Wheat is poured on the ground at a rate of 12 ft^3/s. The pile forms a cone whose altitude is always three fourths of the radius. Find the rate at which the altitude is increasing when the altitude is 6.0 ft.

To find the rate at which the altitude is increasing when the altitude is 6.0 ft, we can use related rates. We need to determine the relationship between the altitude and the radius of the cone as the wheat is being poured.

Let's denote the radius of the cone as "r" and the altitude as "h". The problem states that the altitude is always three fourths of the radius, so we have the equation:

h = 3/4 * r

To solve this problem, we need to find the rate at which the altitude is increasing with respect to time (dh/dt) when the altitude is 6.0 ft. In other words, we need to find dh/dt when h = 6.0 ft.

We are also given that the wheat is poured on the ground at a rate of 12 ft^3/s.

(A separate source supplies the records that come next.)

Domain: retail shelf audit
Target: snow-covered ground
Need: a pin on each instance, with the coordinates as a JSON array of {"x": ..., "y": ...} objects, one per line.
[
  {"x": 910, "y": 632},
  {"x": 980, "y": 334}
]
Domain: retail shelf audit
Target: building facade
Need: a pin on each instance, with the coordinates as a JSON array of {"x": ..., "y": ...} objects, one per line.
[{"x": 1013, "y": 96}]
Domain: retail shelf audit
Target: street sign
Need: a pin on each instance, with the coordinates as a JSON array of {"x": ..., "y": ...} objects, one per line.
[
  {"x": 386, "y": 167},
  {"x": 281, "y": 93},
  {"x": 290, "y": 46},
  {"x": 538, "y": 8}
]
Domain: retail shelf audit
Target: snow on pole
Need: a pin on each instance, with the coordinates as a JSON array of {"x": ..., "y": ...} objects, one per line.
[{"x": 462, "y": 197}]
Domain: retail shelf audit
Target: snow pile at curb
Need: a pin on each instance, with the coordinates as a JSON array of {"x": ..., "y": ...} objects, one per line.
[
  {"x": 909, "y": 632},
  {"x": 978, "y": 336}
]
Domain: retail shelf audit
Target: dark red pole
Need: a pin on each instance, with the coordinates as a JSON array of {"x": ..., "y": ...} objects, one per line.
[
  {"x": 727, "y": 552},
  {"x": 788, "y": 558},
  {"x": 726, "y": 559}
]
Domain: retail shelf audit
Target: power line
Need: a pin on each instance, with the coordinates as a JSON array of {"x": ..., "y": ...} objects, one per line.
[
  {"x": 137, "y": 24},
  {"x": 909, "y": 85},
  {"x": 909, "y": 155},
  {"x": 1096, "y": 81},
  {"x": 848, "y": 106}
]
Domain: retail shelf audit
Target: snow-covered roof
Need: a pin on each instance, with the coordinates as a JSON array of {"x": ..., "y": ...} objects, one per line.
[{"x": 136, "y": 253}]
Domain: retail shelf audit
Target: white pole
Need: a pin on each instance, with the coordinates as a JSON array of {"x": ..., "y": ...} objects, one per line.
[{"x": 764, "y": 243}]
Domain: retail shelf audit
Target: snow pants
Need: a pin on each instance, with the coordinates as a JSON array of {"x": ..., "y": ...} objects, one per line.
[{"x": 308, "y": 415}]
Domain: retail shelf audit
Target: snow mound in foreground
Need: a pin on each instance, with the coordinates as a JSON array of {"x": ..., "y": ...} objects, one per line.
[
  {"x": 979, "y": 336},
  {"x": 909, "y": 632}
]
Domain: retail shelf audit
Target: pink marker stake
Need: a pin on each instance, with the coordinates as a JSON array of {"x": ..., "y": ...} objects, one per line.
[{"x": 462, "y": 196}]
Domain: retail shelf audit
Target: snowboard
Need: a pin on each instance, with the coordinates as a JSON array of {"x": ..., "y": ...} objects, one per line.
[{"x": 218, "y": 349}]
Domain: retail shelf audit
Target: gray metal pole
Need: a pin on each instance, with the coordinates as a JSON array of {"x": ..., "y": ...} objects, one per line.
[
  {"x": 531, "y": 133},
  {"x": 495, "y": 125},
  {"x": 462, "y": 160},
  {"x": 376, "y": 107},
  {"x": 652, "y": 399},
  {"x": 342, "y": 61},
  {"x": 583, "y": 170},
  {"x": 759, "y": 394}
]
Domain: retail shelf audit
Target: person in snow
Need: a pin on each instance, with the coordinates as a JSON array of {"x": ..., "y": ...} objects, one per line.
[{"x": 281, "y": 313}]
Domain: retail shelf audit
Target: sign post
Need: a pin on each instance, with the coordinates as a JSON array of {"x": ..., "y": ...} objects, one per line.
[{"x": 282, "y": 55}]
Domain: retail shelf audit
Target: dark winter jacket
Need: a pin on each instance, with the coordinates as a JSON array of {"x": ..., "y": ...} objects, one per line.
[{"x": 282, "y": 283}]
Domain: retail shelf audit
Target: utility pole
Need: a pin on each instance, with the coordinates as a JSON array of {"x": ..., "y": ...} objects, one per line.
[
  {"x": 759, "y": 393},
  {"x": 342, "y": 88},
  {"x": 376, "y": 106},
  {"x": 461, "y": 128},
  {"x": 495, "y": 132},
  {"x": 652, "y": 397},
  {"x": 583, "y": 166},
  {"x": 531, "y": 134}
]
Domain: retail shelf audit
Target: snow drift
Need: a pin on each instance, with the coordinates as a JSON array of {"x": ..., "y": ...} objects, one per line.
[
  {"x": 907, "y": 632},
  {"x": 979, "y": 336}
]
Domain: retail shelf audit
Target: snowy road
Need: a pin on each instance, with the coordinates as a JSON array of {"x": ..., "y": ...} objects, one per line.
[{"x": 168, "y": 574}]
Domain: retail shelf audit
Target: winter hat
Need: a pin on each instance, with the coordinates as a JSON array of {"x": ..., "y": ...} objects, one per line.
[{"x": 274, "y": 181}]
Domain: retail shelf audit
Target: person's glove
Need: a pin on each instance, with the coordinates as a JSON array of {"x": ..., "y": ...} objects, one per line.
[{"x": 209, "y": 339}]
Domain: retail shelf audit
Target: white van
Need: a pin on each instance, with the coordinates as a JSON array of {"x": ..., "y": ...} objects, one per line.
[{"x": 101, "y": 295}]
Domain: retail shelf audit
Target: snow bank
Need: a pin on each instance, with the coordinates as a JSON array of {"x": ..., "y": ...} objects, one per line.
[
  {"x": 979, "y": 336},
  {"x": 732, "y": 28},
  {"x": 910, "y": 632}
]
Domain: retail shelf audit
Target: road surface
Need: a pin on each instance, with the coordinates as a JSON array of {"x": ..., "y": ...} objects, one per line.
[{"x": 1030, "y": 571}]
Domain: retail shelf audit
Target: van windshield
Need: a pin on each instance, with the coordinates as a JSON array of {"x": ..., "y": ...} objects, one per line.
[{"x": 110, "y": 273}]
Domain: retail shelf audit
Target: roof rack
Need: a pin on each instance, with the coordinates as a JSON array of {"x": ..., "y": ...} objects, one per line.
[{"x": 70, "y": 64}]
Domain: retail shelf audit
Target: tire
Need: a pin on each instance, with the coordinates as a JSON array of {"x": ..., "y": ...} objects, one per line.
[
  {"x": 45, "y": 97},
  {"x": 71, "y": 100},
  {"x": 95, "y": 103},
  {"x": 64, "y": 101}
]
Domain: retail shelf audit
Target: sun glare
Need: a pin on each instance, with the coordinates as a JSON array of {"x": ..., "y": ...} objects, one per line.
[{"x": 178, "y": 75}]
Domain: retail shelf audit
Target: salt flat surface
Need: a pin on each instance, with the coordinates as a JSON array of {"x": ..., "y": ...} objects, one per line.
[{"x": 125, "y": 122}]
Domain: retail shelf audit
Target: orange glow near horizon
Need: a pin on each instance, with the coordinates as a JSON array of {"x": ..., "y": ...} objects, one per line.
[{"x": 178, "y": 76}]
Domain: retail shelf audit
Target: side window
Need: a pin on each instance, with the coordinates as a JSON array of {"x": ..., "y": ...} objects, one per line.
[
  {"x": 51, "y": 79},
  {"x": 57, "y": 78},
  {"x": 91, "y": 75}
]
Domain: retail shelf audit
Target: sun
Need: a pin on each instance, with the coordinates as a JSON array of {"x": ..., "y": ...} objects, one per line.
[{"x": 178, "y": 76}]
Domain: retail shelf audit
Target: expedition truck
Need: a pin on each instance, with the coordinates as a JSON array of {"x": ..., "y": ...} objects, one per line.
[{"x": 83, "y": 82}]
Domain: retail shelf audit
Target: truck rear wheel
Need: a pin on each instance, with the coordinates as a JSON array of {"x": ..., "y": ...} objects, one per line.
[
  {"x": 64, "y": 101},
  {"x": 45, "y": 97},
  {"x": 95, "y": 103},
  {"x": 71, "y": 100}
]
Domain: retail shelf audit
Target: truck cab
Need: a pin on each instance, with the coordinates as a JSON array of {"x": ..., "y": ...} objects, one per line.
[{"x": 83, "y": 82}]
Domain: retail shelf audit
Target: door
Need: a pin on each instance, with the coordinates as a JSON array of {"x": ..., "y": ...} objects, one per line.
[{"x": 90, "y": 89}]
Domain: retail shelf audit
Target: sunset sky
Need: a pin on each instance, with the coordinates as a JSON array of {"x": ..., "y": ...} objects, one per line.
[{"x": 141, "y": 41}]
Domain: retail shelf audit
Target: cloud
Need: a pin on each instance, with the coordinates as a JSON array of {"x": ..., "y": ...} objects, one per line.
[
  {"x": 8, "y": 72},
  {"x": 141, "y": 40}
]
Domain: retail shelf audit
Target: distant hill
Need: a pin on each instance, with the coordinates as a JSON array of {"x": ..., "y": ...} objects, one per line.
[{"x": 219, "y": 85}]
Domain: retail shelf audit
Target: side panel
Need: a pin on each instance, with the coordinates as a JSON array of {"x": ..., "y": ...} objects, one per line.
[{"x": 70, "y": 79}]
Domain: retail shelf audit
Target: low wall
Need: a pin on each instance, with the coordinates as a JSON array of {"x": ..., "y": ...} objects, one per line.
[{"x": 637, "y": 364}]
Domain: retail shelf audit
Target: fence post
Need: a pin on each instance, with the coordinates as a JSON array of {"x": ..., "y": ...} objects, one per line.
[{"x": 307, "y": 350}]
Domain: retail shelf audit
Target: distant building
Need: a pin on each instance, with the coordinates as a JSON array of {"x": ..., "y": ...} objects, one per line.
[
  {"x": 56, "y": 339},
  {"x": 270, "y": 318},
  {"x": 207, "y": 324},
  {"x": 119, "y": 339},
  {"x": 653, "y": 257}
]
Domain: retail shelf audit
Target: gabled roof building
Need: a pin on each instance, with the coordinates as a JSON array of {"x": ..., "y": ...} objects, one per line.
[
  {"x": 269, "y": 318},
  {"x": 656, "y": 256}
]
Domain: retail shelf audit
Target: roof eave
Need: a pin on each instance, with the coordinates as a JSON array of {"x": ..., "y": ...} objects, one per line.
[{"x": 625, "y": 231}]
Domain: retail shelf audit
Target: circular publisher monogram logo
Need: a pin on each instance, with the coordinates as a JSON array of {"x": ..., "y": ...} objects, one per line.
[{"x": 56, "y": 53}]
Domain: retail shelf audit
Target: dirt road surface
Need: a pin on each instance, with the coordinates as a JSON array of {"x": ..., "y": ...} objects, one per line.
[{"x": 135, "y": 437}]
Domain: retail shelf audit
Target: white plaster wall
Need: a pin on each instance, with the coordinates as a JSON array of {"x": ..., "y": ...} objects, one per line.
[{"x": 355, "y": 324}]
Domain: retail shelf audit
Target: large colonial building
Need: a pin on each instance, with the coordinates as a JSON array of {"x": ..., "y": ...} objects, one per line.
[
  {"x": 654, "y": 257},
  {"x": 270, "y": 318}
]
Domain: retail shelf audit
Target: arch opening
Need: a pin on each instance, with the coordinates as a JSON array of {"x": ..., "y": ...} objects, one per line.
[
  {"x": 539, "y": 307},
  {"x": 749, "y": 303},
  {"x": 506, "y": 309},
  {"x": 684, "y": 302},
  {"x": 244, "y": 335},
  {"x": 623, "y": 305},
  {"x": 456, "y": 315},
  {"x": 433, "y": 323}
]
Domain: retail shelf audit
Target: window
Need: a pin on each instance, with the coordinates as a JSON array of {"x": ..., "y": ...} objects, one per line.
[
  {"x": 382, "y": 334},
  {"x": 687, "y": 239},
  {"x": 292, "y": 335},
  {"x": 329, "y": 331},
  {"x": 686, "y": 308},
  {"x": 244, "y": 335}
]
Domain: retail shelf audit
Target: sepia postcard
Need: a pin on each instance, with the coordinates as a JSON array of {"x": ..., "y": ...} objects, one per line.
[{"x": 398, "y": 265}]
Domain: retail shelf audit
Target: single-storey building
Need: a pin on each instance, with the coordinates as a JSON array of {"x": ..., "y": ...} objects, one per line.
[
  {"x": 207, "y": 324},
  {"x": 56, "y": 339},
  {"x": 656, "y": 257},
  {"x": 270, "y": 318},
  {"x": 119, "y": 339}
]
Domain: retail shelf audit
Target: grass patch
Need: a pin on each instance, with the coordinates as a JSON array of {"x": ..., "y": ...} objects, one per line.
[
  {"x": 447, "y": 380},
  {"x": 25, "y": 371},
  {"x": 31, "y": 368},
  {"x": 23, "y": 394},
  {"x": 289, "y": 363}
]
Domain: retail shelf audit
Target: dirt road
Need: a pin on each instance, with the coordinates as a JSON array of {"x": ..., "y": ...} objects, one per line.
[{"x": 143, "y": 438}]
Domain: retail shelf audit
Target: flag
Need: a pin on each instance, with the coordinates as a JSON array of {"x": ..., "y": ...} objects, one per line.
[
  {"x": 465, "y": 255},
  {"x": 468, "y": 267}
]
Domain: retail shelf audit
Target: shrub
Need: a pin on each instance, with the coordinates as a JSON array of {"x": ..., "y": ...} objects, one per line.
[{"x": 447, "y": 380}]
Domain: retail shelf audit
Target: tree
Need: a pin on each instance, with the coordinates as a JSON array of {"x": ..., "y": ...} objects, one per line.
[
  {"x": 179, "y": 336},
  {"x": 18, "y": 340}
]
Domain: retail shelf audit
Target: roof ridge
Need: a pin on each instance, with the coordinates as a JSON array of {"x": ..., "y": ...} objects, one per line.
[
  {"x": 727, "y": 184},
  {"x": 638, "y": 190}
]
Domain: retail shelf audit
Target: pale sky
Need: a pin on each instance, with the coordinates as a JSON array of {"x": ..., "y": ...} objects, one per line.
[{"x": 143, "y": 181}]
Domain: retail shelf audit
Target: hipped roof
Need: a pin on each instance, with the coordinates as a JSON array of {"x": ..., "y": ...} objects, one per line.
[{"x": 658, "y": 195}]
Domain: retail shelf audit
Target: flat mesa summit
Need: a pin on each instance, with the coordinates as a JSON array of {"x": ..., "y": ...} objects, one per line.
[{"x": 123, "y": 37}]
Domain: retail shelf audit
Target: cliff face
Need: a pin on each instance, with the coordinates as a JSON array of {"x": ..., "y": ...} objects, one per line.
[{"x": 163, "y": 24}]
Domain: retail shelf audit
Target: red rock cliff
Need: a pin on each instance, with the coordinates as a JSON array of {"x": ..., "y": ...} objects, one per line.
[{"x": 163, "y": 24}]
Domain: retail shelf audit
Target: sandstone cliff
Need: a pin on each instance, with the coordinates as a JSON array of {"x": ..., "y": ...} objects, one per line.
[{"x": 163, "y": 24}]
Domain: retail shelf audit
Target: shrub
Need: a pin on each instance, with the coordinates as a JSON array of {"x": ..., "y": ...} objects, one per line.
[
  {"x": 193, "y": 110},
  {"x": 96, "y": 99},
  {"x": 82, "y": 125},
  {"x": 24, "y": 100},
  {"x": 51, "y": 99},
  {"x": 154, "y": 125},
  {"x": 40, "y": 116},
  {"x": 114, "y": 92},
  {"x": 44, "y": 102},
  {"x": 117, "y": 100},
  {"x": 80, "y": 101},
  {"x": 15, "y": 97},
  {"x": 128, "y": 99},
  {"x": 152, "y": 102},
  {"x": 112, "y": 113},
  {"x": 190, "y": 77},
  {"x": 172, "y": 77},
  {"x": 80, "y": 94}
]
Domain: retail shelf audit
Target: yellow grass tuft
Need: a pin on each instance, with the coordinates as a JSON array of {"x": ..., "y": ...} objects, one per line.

To find the rate at which the altitude is increasing, we can differentiate both sides of the equation h = 3/4 * r with respect to time (t). This gives us:

dh/dt = 3/4 * dr/dt

Now we need to find dr/dt, which represents the rate at which the radius is changing with respect to time. Since wheat is being poured on the ground, the volume of the cone is increasing, which means the radius is also changing with time.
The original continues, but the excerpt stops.